DevConMru – Backup in the cloud for the Paranoid by

At Hackers Mauritius we work on several projects and code for fun. One of the interesting project we have look at is an application called Tarsnap which is use to perform secure backup on the cloud. At Hackers Mauritius, myself (@TheTunnelix) and Codarren (@Devildron) recently send codes to Tarsnap and same were approved. Thats really cool when someone's code is approved and used world wide by thousand of companies. Thanks to Selven (@eldergod) and Loganaden (@loganaden_42 ) who are the creators of Hackers Mauritius who inpired us. Today, i have the privilege to speak on Tarsnap at the DevConMru 2016 which was held at Voila hotel, Bagatelle. On reaching there, i was impressed on the number of people already waiting inside the conference room who were curious about Tarsnap. Some were entrepreneurs whilst others were students. I should say around 30 people attended the conference. Since it was a sunday at 11:30 am, Selven did not hesitate to bring some beer to the little crowd present there. I was busy setting up my laptop for the presentation.

As usual i like to get the attention of my audience before the presentation. My first slide showed the logo of Tarsnap upside down.

Screenshot from 2016-05-22 19-05-41

Everyone was turning their head and making the effort to read the content. And here we go. I noticed that they are all ready and curious about it.

Check out the Slide here. Please wait some minutes. Its loading..

The basics of Tarsnap were explained. Tarsnap take streams of archive data and splits then into variable-length blocks. Those blocks are compared and any duplicate blocks are removed. Data de-duplication happens before its uploaded to the Tarsnap server. Tarsnap does not create Temporary files but instead create a cache file on the client. The cache file is the files that are being back up to the Tarsnap server. After deduplication, the data is then compressed, encrypted, signed and send to the Tarsnap server. I also explained that the archived are saved on an Amazon S3 with EC2 server to handle it. Another interesting point raised was the concept of Tarsnap which uses smart Rsync-like block oriented snapshot operations that upload only data which is charged to minimise transmission costs. One does not need to trus any vendor cryptographic claims and you have full access to the source codes which uses open-source libraries and industry vetted protocols such as RSA, AES and SHA.

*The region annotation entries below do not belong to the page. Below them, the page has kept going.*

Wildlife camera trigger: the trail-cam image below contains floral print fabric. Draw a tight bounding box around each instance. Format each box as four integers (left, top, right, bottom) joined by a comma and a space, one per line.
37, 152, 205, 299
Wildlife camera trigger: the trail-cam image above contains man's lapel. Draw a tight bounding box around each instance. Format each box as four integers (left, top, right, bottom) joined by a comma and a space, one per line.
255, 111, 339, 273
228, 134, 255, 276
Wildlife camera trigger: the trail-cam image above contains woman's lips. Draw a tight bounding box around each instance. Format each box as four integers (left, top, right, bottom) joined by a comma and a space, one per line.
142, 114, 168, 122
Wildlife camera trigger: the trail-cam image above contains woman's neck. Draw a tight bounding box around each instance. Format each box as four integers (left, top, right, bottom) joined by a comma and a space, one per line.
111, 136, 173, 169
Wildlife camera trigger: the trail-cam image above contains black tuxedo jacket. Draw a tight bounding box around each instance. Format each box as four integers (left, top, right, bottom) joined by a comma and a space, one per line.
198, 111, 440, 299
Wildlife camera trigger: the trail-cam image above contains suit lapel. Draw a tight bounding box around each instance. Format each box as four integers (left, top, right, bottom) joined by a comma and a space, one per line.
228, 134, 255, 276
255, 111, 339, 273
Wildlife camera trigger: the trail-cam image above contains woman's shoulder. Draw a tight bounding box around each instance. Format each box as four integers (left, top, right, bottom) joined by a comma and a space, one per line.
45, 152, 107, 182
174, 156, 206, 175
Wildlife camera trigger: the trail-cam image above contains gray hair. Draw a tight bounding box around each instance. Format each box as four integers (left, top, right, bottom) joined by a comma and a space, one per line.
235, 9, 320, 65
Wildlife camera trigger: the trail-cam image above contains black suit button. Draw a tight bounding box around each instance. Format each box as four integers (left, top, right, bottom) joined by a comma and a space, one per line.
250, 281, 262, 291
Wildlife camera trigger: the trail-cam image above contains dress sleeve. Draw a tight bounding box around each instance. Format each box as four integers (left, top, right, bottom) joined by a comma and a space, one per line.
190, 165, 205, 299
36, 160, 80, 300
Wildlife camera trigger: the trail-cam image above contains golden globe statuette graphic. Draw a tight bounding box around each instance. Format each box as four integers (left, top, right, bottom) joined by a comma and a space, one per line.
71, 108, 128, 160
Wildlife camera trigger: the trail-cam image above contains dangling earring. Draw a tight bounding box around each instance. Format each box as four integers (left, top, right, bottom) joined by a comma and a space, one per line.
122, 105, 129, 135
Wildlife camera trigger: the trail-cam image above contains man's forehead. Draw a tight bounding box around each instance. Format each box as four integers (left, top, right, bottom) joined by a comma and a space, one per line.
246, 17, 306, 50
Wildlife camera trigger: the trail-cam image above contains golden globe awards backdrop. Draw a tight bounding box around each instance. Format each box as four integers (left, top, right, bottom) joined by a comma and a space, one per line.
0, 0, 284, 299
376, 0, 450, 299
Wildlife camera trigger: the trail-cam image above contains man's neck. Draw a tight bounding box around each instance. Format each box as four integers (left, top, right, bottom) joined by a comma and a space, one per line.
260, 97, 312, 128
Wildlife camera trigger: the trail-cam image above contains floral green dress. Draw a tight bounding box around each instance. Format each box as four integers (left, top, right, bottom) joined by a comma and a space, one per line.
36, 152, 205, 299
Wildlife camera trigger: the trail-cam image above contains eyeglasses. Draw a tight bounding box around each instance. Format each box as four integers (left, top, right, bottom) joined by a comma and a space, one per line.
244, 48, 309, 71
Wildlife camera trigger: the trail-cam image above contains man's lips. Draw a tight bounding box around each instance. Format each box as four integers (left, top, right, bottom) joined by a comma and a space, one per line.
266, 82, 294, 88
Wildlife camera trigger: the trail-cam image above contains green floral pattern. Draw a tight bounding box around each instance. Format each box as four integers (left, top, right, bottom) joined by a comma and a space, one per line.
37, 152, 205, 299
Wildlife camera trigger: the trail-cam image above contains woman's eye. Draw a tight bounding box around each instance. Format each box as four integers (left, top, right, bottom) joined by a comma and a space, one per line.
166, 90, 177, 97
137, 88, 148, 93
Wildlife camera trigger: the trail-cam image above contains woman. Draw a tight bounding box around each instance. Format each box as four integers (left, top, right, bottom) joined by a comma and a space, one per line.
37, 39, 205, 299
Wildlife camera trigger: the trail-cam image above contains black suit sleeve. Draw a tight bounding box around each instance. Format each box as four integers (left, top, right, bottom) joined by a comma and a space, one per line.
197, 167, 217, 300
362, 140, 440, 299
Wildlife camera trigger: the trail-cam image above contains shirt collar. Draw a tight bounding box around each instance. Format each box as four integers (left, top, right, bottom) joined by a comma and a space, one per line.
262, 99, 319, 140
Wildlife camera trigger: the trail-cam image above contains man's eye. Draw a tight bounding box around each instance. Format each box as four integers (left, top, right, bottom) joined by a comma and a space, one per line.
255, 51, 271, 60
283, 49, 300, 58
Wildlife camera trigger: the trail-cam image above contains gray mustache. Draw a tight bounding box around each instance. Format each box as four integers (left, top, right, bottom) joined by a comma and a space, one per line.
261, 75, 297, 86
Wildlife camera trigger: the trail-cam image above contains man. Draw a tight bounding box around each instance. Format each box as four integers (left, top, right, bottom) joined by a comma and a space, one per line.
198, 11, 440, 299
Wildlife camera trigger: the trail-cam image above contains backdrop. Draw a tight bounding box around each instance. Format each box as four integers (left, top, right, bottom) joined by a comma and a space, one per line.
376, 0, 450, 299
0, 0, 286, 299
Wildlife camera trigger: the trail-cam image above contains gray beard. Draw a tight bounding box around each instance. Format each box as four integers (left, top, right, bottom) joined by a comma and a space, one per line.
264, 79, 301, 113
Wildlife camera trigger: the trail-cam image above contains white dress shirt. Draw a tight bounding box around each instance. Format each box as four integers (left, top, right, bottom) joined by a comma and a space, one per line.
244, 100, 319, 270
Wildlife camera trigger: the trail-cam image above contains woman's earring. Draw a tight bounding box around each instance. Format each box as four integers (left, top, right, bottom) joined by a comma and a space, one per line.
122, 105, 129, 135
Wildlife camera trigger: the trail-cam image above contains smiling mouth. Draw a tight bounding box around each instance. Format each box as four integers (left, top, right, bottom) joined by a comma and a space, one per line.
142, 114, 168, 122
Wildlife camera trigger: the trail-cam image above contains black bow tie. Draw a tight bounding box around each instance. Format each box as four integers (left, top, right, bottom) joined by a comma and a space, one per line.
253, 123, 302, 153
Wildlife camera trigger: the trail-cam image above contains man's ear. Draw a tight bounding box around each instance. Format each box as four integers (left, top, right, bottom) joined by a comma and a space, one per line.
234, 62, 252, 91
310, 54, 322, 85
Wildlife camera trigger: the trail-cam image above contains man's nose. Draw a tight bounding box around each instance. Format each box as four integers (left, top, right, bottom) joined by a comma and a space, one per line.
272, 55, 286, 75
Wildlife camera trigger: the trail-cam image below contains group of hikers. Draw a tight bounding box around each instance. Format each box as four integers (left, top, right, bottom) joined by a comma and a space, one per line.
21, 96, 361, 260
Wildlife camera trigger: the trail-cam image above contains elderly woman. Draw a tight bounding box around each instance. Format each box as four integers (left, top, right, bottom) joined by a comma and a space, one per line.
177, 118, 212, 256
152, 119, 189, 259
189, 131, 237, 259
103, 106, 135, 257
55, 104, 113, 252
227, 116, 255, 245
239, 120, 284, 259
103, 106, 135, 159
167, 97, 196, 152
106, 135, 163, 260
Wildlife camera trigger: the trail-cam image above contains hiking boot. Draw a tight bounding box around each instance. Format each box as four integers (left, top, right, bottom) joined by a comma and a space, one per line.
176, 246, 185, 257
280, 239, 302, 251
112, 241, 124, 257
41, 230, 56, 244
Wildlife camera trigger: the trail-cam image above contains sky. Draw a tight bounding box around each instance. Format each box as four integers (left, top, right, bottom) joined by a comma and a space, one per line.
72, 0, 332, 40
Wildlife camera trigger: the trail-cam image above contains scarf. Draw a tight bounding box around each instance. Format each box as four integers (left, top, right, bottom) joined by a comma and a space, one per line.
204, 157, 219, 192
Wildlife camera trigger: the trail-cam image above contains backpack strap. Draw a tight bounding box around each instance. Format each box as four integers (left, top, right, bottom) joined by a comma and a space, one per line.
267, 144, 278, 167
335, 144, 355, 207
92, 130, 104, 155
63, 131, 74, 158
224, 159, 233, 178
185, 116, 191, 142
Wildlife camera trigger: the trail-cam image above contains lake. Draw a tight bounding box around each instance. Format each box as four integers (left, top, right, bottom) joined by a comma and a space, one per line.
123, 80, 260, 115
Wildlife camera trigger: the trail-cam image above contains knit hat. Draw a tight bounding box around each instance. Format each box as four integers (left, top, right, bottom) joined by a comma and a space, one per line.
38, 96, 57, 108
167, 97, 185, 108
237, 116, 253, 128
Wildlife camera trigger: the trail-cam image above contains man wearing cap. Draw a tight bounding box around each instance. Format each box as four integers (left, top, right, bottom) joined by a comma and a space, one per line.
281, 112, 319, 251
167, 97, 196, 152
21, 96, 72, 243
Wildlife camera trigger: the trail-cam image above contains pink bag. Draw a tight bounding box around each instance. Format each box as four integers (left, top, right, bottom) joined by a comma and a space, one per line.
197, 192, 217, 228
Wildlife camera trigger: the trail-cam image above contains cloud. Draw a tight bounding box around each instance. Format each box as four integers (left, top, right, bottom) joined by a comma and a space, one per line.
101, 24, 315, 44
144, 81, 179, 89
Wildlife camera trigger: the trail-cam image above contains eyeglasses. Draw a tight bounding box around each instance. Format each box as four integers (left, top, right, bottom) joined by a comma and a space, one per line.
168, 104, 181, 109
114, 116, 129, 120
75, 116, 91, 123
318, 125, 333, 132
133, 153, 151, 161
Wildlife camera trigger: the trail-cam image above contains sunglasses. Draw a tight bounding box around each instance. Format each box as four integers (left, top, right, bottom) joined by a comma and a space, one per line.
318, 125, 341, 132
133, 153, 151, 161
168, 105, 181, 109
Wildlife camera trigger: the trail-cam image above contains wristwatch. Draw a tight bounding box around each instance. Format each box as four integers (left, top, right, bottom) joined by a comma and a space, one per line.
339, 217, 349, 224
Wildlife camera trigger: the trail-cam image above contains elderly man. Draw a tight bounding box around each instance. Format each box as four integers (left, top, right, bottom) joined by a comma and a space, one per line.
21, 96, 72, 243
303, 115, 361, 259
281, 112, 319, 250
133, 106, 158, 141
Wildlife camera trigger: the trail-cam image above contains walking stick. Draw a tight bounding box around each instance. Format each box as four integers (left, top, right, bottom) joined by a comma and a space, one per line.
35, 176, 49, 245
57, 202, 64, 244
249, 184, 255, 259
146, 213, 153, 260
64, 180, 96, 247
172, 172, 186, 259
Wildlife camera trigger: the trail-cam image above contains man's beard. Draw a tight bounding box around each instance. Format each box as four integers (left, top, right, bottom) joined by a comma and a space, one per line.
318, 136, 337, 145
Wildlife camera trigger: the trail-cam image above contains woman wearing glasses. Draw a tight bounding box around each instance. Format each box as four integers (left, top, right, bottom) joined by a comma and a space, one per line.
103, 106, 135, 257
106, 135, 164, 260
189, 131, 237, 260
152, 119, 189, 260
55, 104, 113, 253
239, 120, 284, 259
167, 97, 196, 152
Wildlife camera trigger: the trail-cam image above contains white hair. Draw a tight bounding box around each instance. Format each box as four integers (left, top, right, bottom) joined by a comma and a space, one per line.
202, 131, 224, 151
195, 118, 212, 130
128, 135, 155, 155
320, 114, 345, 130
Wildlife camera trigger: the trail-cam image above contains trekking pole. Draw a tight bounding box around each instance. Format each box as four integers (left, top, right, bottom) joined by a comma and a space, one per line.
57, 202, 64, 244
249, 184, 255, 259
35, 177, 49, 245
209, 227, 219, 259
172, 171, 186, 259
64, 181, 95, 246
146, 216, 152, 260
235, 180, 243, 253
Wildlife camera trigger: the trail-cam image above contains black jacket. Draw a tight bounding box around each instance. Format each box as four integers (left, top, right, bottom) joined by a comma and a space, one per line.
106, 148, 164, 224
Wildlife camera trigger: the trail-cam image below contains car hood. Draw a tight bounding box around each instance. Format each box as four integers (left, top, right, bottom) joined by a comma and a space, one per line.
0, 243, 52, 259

Getting on to the other part of Tarsnap and Bandwidth, emphasis was made on Tarsnap which synchronised blocks of data using very intelligent algorithm. Nowadays, there are companies that still uses tapes for backups. Imagine having so many tapes and when restoration time has arrived, this would take tremendous time. Tarsnap compresses, encrypts and cryptographically signs every byte you send to it. No knowledge of crytographic protocols is required. At this point, i asked a question about volunteers who are thinking to look at the Tarsnap code. There were three persons who raised their hands. The importance of the Keyfile was raised up as some companies secure their private key in a safe. Tarsnap also support division of responsibilities where an explanation was laid out where a particular key can only be used to create archive and not delete them.

An analogy between google drive compared to Tarsnap was given. Many already understood the importance of Tarsnap compared to Google Drive. The concept of deduplication was explained using examples. For the network enthusiasts, i laid emphasis on the port 9279 which should not be blocked on the firewall as Tarsnap runs on the following port number. Coming to confidentiality, the matter was made clear enough to the audience how much the data is secured. If it happens someone lost the key there is no way of getting back the data. 

Tarsnap is not an open source product. However, there client code is open to learn, break and study. I laid emphasis on the reusable open source components that come with Tarsnap for example the Scrypt KDF (Key derivation function). KDF derives one or more secret keys from a secret value such as a master key, a password or passphrase or using a pseudo random function. The Kivaloo data store was briefly explained. Its a collection of utilities which togather form a data store associating keys up to 255 bytes with value up to 255 bytes. Writes are accepted until data has been synced. If A completed before B, B will see the results of A. The SPIPED secure pipe daemon which is a utility for creating symmetrically encrypted and authenticated pipes between socket addresses so that one may connect to one address. 

I also explained to the audience the pricing mechanism which was perceived rather cheap for its security and data deduplication mechanisms. Tarsnap pricing works similar as a prepaid utility-metered model. A deposit of $5 is needed. Many was amazed when i told them that the balance is track to 18 decimal places. Prices are paid exactly what is consumed.

Other interesting features such as regular expression support and interesting stuffs with the dry run features of Tarsnap was given. The concept of Tar command compared to Tarsnap was also explained. Commands, hints and tricks explained.

Some members of hackers Mu
Some members of hackers Mu

At the end, i consider it really important to credit Colin, the author of Tarsnap and i have been strongly inspired by the work of Michael Lucas on Tarsnap. Indeed, another great achievement of Hackers Mauritius at the DevConMru 2016.